6 Praal niet voor het aangezicht des konings, en sta niet in de plaats der groten;
7 Want het is beter, dat men tot u zegge: Kom hier bovenaan, dan dat men u vernedere voor het aangezicht eens prinsen, dien uw ogen gezien hebben.
8 Vaar niet haastelijk voort om te twisten, opdat gij misschien in het laatste daarvan niet wat doet, als uw naaste u zou mogen beschaamd hebben.
9 Twist uw twistzaak met uw naaste; maar openbaar het heimelijke van een ander niet;
10 Opdat degene, die het hoort, u niet smade; want uw kwaad gerucht zou niet afgekeerd worden.
11 Een rede, op zijn pas gesproken, is als gouden appelen in zilveren gebeelde schalen.
12 Een wijs bestraffer bij een horend oor, is een gouden oorsiersel, en een halssieraad van het fijnste goud.
13 Een trouw gezant is dengenen, die hem zenden, als de koude der sneeuw ten dage des oogstes; want hij verkwikt zijns heren ziel.
14 Een man, die zichzelven beroemt over een valse gift, is als wolken en wind, waar geen regen bij is.
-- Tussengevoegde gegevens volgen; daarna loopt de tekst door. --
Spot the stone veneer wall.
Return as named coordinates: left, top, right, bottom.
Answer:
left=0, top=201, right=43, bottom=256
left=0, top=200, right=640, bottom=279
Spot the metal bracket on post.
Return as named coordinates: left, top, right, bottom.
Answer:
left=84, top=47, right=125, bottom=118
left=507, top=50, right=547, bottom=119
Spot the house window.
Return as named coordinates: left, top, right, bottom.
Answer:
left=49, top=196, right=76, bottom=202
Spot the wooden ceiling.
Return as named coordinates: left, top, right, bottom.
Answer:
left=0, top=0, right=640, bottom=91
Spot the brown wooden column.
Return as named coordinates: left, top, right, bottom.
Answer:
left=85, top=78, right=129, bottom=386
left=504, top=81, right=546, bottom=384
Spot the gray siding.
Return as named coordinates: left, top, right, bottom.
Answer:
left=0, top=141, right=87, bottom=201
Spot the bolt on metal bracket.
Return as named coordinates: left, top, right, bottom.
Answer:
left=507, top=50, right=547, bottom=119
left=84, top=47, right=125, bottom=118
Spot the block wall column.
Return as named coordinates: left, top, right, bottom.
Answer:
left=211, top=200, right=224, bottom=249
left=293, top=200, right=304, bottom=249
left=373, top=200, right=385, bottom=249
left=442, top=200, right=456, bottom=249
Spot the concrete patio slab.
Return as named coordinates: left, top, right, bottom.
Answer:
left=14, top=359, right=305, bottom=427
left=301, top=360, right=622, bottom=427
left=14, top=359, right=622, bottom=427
15 Een overste wordt door lankmoedigheid overreed; en een zachte tong breekt het gebeente.
16 Hebt gij honig gevonden, eet dat u genoeg is; opdat gij misschien daarvan niet zat wordt, en dien uitspuwt.
17 Spaar uw voet van het huis uws naasten, opdat hij niet zat van u worde, en u hate.
18 Een man, tegen zijn naaste een valse getuigenis sprekende, is een hamer, en zwaard, en scherpe pijl.
19 Het vertrouwen op een trouweloze, ten dage der benauwdheid, is als een gebroken tand en verstuikte voet.
20 Die liederen zingt bij een treurig hart, is gelijk hij, die een kleed aflegt ten dage der koude, en als edik op salpeter.
21 Indien dengene, die u haat, hongert, geef hem brood te eten; en zo hij dorstig is, geef hem water te drinken;
22 Want gij zult vurige kolen op zijn hoofd hopen, en de HEERE zal het u vergelden.
23 De noordenwind verdrijft den regen, en een vergramd aangezicht de verborgen tong.
24 Het is beter te wonen op een hoek van het dak, dan met een kijfachtige huisvrouw, en dat in een huis van gezelschap.
25 Een goede tijding uit een ver land is als koud water op een vermoeide ziel.
26 De rechtvaardige, wankelende voor het aangezicht des goddelozen, is een beroerde fontein, en verdorven springader.
27 Veel honigs te eten is niet goed; maar de onderzoeking van de heerlijkheid van zulke dingen is eer.
28 Een man, die zijn geest niet wederhouden kan, is een opengebrokene stad zonder muur.